|Material||Speed||Power||Current||Passes||Notes These vector settings are just starting suggestions. Always test on a scrap first.|
|1/4" plywood||20||100||100||1 or 2||Lot's of popping, but faster / lower current causes very burnt edges. Try multiple passes? Note 1|
|1/8" / 3mm plywood||30||100||100||1|
|Luan door sheet||50||100||100||1|
|1/4" Acrylic, Clear||30||100||100||2||Colored materials are easier to cut. Try 1 pass at 80 and another at 25. Note 2|
|Paper||100||10||10||1||Almost impossible to cut things out without the paper being blown out of position. You an use cardboard or cardstock over paper so that the weight holds the paper in place, and bump up the power accordingly. A sheet of glass might also work.|
|PVC / Vinyl||NEVER USE! Will destroy the machine!|
|unknown||NEVER USE! MAY destroy the machine!|
"Power" Controls the frequency of laser pulses. "Current" controls the strength of each pulse, but is only active during vector cutting since the laser is modulated by the pixel darkness during raster operations.
After cutting, the fan will stay on. If you want to turn it if, it's under the gear icon on the front panel. Open the lid, and do NOT move the material! Just hold it in place and try to remove a cutout or the outside edge. If it isn't fully cut, close the lid and run the job again, then decrease speed, increase power or passes the next time you that material.
Note 1: Woods and cardboard can catch fire. Always watch and have a fire extinguisher handy. Plywoods can vary because of the changes in the glue used to combine the layers. Individual testing is necessary. The gasses coming off the wood is often still combustible and will causes small explosions or "pops" which can blow up parts into the path of the cutting head.
Note 2: Setting the current to 10 will lightly mark the surface which will then allow you to verify the size and position without making super obvious marks on the part.
Note 3: On thicker materials, focus is critical to ensure a straight edge during the cut. Even with perfect focus, the edge will be slightly angled.
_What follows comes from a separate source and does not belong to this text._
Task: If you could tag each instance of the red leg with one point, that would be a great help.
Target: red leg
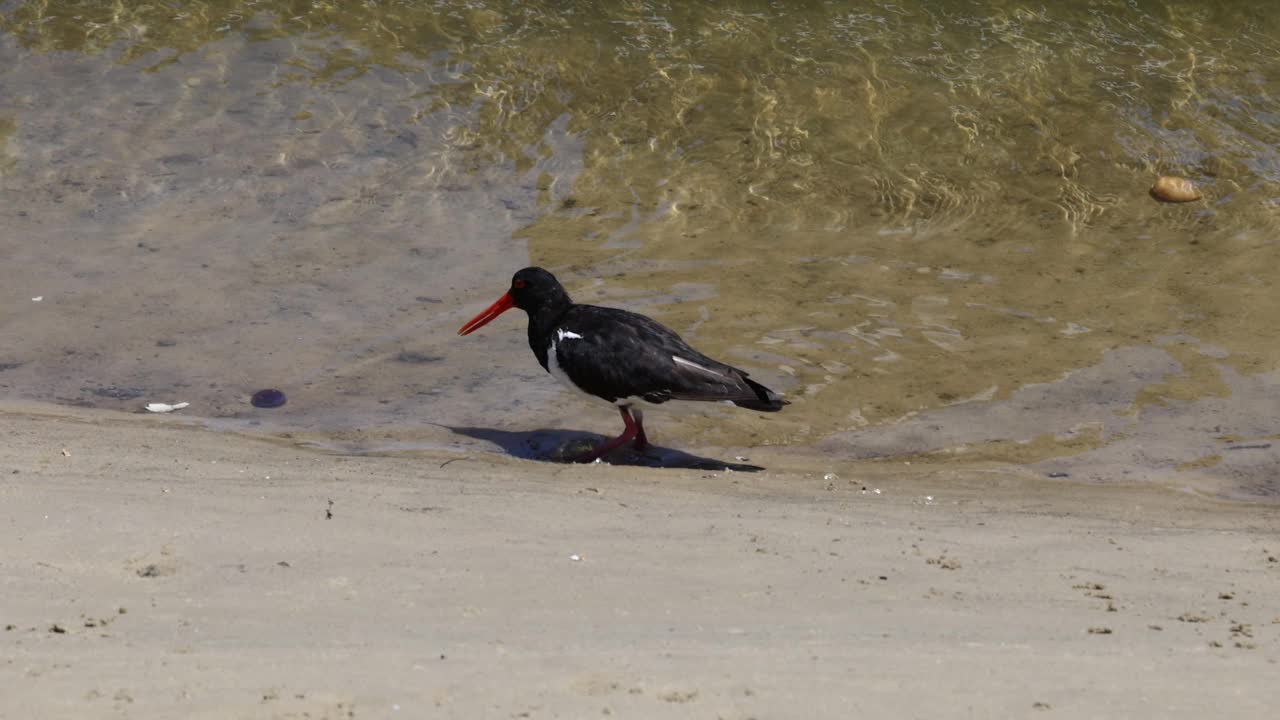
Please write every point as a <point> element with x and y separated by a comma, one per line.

The web based RetinaEngrave 2.0 software has issues (which may or may not affect the Windows program version^ but it can not be used with the Muse):
Most of these issues have been fixed in version 3 of the software.
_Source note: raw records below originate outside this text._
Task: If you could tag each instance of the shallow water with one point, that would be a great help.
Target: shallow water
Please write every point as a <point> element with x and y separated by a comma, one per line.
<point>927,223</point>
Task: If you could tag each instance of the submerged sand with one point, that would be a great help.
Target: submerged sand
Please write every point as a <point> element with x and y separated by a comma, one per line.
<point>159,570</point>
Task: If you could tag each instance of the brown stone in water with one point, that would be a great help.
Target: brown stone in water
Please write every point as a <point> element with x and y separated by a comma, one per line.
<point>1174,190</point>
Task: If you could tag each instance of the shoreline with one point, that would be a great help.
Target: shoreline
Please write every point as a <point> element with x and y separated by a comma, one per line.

Engraving requires some space to either side of the picture for the head to reach the correct speed before turning on the laser. Otherwise, the burn would be greater at the edges. This means that you can NOT engrave all the way to the edge of the workable area. Decreasing the speed (and power to compensate) of the settings for engraving can help to decrease this, but it is still significant.
Silk Screens: By setting a light fill color, and an even lighter stroke color on thin lines around each fill, you can produce an SVG or other graphic which will "Half-Tone Dither" to burn tiny holes in a thin plastic or other durable material. This can then be used as a silk screen or stencile. Fills with a saturation of 25 or less and strokes (line color) of 20 or less seem to work well at 250x250 DPI, with Blur Filter Raius at 7, Edge Enhance Threshold at 30 and Intensity Collrection at 0. PET plastic lids from candy containers work ok, but are a bit thick for the paint. Manila folders prodice a very nice screen, but are not very durable.
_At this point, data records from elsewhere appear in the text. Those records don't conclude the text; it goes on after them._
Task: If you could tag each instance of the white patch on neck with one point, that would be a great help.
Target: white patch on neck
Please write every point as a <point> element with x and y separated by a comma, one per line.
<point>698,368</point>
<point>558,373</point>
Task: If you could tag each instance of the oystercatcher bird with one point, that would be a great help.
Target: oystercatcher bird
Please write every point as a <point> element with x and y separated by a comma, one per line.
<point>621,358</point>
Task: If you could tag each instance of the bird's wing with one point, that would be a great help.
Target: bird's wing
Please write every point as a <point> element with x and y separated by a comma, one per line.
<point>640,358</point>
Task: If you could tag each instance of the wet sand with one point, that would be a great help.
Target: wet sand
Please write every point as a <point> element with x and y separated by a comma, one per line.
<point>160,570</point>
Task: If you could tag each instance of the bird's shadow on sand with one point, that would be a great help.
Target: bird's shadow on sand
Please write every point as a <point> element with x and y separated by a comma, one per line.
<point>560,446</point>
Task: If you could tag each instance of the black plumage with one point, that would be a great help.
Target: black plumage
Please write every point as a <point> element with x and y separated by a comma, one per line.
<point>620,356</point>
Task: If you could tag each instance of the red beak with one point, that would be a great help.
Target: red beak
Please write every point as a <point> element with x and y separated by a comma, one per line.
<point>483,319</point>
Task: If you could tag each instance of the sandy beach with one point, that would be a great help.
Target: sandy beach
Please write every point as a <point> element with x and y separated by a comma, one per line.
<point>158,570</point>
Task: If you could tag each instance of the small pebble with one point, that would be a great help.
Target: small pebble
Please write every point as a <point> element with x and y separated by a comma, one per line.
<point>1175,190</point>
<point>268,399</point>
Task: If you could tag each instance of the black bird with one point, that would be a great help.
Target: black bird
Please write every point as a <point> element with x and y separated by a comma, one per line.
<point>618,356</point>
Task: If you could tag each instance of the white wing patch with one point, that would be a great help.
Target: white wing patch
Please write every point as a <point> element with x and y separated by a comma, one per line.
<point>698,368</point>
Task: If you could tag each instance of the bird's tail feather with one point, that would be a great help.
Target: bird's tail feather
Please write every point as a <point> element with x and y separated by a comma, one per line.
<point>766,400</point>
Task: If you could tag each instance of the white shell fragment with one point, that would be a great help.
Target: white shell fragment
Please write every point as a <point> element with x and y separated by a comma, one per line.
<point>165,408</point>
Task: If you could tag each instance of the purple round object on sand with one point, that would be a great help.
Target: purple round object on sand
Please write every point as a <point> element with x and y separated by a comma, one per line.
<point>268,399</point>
Solder Paste Stencils: Lower speeds allow sharper, more accurate fine details. Using laser transparency film at a speed of 10 and a power and current of 25 produces a Printed Circuit Board stencil that is usable down to about 0805 or perhaps 0603. Rows of very fine pins will not reproduce, but can be cut out in blocks and the pins will automatically align during reflow if the solder mask is good.